Inserito da on 24 agosto 2019 – 00:00No Comment
Bartolomeo (– Siria, o Armenia, o Azerbaigian, I secolo) è stato uno dei dodici apostoli che seguirono Gesù. L’apostolo viene chiamato con questo nome nei sinottici, mentre nel vangelo secondo Giovanni è indicato con il nome di Natanaele, sempre che si accetti l’identificazione tra questi due personaggi, cosa di cui alcuni studiosi moderni dubitano. Era originario di Cana in Galilea, ma non vi sono indicazioni sulle date di nascita e di morte. Incerto il luogo di morte (Siria, o Armenia, o Azerbaigian), e la data (verso il 68 d.C.). Viene festeggiato il 24 agosto.
Il suo nome compare poi nell’elenco dei dodici inviati da Cristo a predicare e, ancora, negli Atti degli Apostoli, dove viene elencato insieme con gli altri apostoli dopo la resurrezione di Cristo.

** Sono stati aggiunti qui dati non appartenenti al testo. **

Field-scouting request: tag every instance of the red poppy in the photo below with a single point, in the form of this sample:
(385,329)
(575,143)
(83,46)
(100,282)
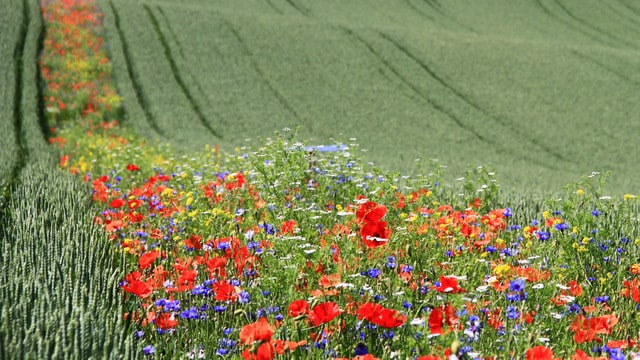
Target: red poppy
(166,321)
(581,355)
(587,329)
(539,353)
(323,313)
(375,234)
(147,259)
(116,203)
(381,316)
(288,227)
(281,346)
(448,285)
(224,291)
(265,351)
(442,316)
(139,288)
(260,330)
(371,212)
(631,289)
(298,307)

Da questo momento più nulla, solo la tradizione che racconta della sua vita missionaria in varie regioni del Medio Oriente tra cui la Mesopotamia[4]. Secondo alcuni, forse si spinse fino all’Atropatene e all’India[5]. Anche la morte è affidata alla tradizione che lo vuole ucciso, scuoiato della pelle, secondo alcune fonti da parte del re dei Medi nella regione della Siria, mentre altre fonti parlano dell’Atropatene.Nel 264 le reliquie del santo giunsero a Lipari, quando era vescovo sant’Agatone, fino a quando vennero parzialmente disperse dagli arabi nel IX secolo; nel 410 le spoglie vennero portate a Maypherkat che, a causa del gran numero di reliquie che il vescovo Maruta vi radunò, venne chiamata Martiropoli. Nel 507 l’Imperatore Anastasio I le portò a Darae, in Mesopotamia. Nel 546 ricomparvero a Lipari e nell’838 a Benevento, dove il deposito delle reliquie del santo fu sempre conservato con devota e gelosa vigilanza anche in situazioni di grande pericolo, come quando l’imperatore Ottone III di Sassonia, nel 983, pretese la consegna delle sacre reliquie. In quell’occasione gli fu consegnato il corpo di san Paolino, vescovo di Nola. Accortosi dell’imbroglio l’imperatore cinse la città d’assedio, ma non riuscendo a espugnarla fece ritorno a Roma, dove peraltro fece edificare una basilica dedicata a San Bartolomeo sull’Isola Tiberina.A causa del supplizio a cui sarebbe stato condannato, lo si vede spesso raffigurato mentre viene scuoiato o con un coltello in mano.